The application of data mining techniques in financial fraud detection: A classification framework and an academic review of literature

  • Authors:
  • E. W. T. Ngai;Yong Hu;Y. H. Wong;Yijun Chen;Xin Sun

  • Affiliations:
  • Department of Management and Marketing, The Hong Kong Polytechnic University, Kowloon, Hong Kong, PR China;Institute of Business Intelligence and Knowledge Discovery, Department of E-commerce, Guangdong University of Foreign Studies, Sun Yat-Sen University, Guangzhou 510006, PR China;Department of Management and Marketing, The Hong Kong Polytechnic University, Kowloon, Hong Kong, PR China;Institute of Business Intelligence and Knowledge Discovery, Department of E-commerce, Guangdong University of Foreign Studies, Sun Yat-Sen University, Guangzhou 510006, PR China;Institute of Business Intelligence and Knowledge Discovery, Department of E-commerce, Guangdong University of Foreign Studies, Sun Yat-Sen University, Guangzhou 510006, PR China

  • Venue:
  • Decision Support Systems
  • Year:
  • 2011

Quantified Score

Hi-index 0.01

Visualization

Abstract

This paper presents a review of - and classification scheme for - the literature on the application of data mining techniques for the detection of financial fraud.

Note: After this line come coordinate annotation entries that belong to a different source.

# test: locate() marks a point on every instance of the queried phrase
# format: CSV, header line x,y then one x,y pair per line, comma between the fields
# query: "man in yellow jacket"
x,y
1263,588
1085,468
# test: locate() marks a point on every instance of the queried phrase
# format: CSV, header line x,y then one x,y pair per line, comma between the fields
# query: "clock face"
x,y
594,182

Although financial fraud detection (FFD) is an emerging topic of great importance, a comprehensive literature review of the subject has yet to be carried out. This paper thus represents the first systematic, identifiable and comprehensive academic literature review of the data mining techniques that have been applied to FFD. 49 journal articles on the subject published between 1997 and 2008 was analyzed and classified into four categories of financial fraud (bank fraud, insurance fraud, securities and commodities fraud, and other related financial fraud) and six classes of data mining techniques (classification, regression, clustering, prediction, outlier detection, and visualization). The findings of this review clearly show that data mining techniques have been applied most extensively to the detection of insurance fraud, although corporate fraud and credit card fraud have also attracted a great deal of attention in recent years. In contrast, we find a distinct lack of research on mortgage fraud, money laundering, and securities and commodities fraud. The main data mining techniques used for FFD are logistic models, neural networks, the Bayesian belief network, and decision trees, all of which provide primary solutions to the problems inherent in the detection and classification of fraudulent data. This paper also addresses the gaps between FFD and the needs of the industry to encourage additional research on neglected topics, and concludes with several suggestions for further FFD research.